市川浩は『精神としての身体』(講談社学術文庫)のなかでこのように言っています。
----(引用 p.71-72)------
われわれがさいしょに出会う身体は、私である身体、つまり〈主体としての身体〉(主観身体)である。……この身体はわれわれの行動の基体であり、意識の明るい地平から、晦冥な、なかば霧にかすむ地平までをつらぬいて、つねにわれわれの前に、というよりわれわれとともに現前している。それにもかかわらず、あるいはそれだからこそ、この身体は、ふつうそれ自体としては意識されないままにとどまっている。この意味でわれわれは身体をもつのではなく、身体であるというべきだろう。われわれは身体をもったり、もたなかったりすることはできないのである。
-------
こうして、身体のうちにある自己が、どうやって自己や他者を把握していくのか。
市川はいいます。
-----(引用 p.163-164)
もし自己と他者がさいしょから孤立した主観性であるなら、われわれは孤独を感ずることさえないだろう。われわれは根源的に他者とむすばれた存在であり、他者を介してはじめて自己として存在しはじめたからこそ、自己を独立の主観性として意識すればするほど、ますます孤独を感ずるのである。……
こうして他者は、私が自分を私として認識するための条件であるとともに、私としての私が存在するための条件でもある。私は他者を自己の存在条件として発見するのである。このような相互主観性の世界は、私が他者を意識の対象としてとらえ、かつ自分が他者の意識の対象となっていることを自覚することをとおして把握される。前者は他者の対象身体を介して、後者は私にとっての私の対他身体を介して了解されるのであり、両者の背後には、私の主観身体と他者の主観身体の把握が潜在している。
--------
もうひとつ別の角度から。
上田閑照『私とは何か』(岩波新書)では、仏教の基本思想である「私なるものはない」というところからこの問題についてふれられています。
ただ、これは語り口に反して、わたしにはものすごくむずかしい。たとえば「限りない開け」とか、西田幾多郎からくる「我は我ならずして、我なり」というのが、なんとなくわかったようで、ちっともわかってない。
だけど、わかんないのはわたしの理解力に問題があるかもしれません(笑)。ともかく、ここにあげられている様々な「実例」、あと、夏目漱石やブーバーの部分はおもしろかったです。
あとは、他者問題というと、レヴィナスということになるでしょう。実はレヴィナスはいつか読もうと思って、そのいつかがまだ来ていないのですが、たとえば『ヘーゲル』(今村仁司 座小田豊編 講談社選書メチエ)のなかのこのような部分を通して、その一端を知ることができます。
-----(引用 p.175-176)---
通常、他者は私へと現れるものであり、〈知〉の次元において考えられている。私が知ることのできる他者、私が認識することのできる他者である。…そのとき、他者を受けとめ、理解し、尊重するということは、まずなによりも他者をよく認識することであり、それは他者を客観的に位置づけ、一般性として了解可能な形態や様態を追求することである。

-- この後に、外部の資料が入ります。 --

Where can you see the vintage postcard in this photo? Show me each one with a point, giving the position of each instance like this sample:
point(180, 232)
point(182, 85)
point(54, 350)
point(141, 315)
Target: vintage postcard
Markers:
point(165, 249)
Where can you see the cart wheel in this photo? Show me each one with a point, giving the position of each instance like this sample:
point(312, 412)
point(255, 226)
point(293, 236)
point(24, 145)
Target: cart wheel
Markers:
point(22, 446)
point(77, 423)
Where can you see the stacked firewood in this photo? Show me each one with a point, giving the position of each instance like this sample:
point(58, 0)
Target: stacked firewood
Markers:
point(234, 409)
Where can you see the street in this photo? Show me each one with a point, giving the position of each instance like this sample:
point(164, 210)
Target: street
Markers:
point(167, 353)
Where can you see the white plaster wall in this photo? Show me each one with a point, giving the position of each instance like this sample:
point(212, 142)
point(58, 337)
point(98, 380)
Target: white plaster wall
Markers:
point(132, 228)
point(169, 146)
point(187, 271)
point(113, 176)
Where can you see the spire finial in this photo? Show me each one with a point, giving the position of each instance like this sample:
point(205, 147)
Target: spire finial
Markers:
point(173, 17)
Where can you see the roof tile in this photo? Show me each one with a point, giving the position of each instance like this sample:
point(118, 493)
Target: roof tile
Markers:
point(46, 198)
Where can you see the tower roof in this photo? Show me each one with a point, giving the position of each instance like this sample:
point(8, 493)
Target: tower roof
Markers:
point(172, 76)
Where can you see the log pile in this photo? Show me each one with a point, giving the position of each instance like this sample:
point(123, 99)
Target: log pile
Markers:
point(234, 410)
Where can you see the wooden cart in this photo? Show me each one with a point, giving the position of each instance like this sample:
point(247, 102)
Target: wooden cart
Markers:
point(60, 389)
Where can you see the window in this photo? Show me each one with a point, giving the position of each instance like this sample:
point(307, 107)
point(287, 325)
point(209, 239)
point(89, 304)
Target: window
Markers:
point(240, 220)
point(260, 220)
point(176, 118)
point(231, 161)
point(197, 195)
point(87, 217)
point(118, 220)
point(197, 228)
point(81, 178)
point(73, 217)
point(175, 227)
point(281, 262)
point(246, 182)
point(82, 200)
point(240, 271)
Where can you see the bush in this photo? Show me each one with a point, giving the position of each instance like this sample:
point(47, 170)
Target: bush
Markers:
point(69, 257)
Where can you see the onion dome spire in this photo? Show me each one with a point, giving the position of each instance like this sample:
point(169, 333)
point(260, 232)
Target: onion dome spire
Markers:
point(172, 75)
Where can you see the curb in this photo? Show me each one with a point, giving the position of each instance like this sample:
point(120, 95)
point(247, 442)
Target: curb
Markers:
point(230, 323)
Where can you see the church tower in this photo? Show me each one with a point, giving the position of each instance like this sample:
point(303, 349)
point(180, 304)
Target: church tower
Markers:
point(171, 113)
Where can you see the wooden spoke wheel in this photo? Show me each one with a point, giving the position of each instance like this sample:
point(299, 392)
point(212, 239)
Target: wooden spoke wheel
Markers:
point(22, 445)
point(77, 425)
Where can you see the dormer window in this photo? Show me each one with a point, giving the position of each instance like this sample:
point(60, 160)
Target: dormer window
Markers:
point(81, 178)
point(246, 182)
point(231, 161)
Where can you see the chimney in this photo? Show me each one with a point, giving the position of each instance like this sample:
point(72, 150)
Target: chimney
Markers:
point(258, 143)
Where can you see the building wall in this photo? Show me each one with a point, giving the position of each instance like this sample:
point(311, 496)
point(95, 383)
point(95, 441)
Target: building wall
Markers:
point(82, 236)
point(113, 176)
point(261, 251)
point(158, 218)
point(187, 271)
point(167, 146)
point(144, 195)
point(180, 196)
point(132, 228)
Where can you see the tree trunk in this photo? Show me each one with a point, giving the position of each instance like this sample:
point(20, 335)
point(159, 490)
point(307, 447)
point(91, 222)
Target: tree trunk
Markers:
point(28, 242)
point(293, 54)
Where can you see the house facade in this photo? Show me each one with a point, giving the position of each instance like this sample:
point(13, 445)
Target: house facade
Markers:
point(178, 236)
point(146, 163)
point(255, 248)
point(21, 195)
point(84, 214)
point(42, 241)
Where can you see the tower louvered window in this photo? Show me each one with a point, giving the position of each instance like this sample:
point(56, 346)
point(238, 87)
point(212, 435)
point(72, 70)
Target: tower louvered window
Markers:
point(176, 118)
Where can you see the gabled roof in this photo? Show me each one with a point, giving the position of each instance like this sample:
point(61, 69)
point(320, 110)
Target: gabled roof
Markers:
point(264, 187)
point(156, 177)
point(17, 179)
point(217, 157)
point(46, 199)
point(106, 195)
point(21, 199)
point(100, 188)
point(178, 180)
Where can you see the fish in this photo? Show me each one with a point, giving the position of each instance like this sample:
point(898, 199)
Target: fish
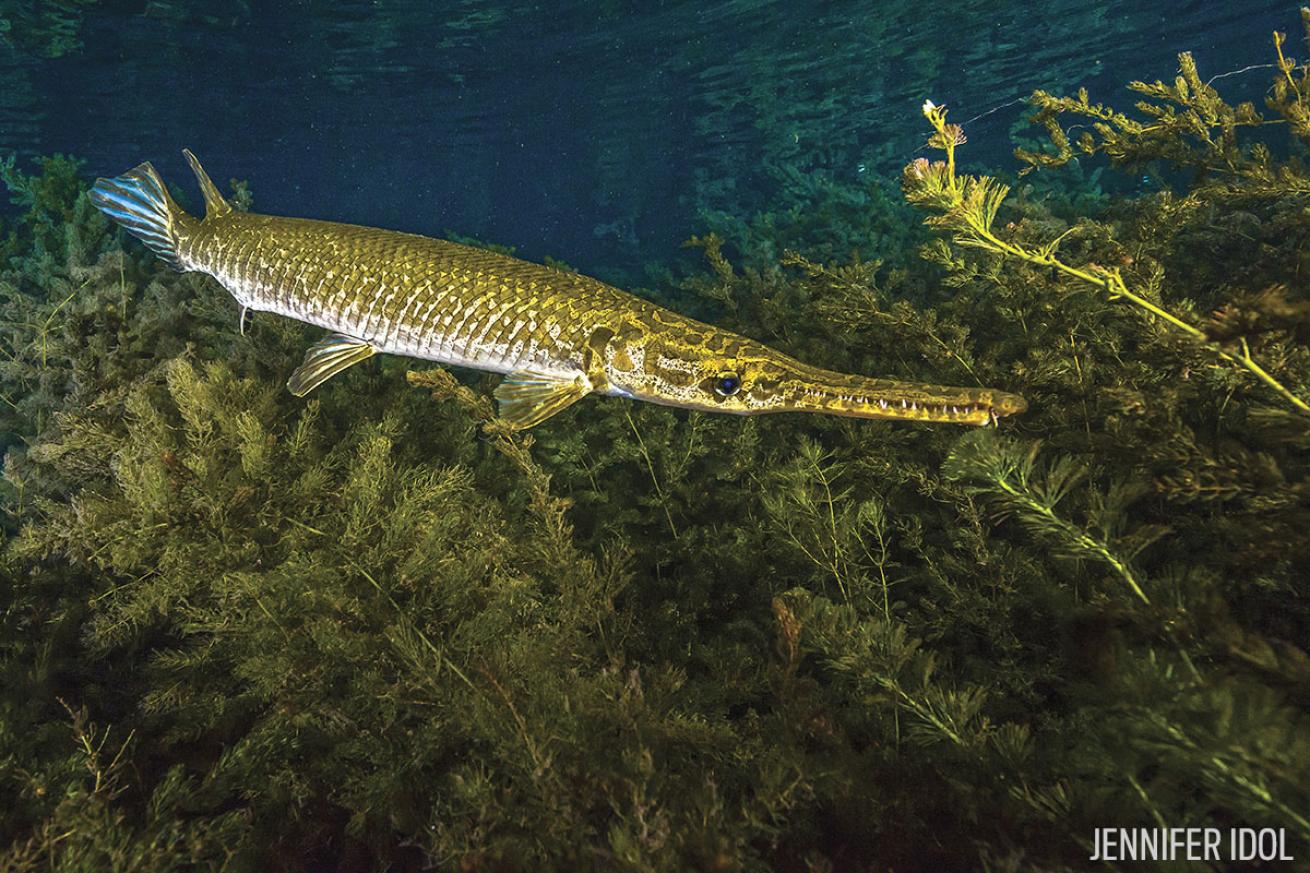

しかし私へと現れ、私が知ることのできる他者は〈他者としての他者〉ではない。その他者性を保ったままの他者、まったく異質な他ではない。他者をして他者たらしめている秘密――独特な単独性、特異性――としての他者ではない。
他者が他者であるゆえんは、真に現前するものとして私に現象することはないという点にある。……
他者という現象はある〈非現前の現前〉として現れる。根源から充満した同一性を欠く現前として現れるほかない。他者は現前するのだが、しかしその現前はある種の〈模擬=擬態としての現前〉というかたちで現れるだけである。
------
いくつかあげてみましたが、もちろんこれ以外のアプローチの仕方もあるでしょう。
何らかの参考になれば幸いです。
この回答への補足
たびたびすみません。
社会の多様性に合わせて自分も多様化するという現代において本当の自分というものがわからなくなる人がいたり、自分探しという言葉をよく耳にしたりします。
これに関してE.ゴフマンが状況に応じた役割演技をしているのであって、特権化された私などいない、といっています。
これに対して、今の時点での私には特権化された私というものは存在すると思うのですがどうでしょうか?
参考資料等の紹介ありがとうございました。
早速あたってみようと思います。
ところで。
「クーリーの批判はデカルトに対しては正統な批判になっていない。」
(http://www6.plala.or.jp/swansong/0157000taikakus …)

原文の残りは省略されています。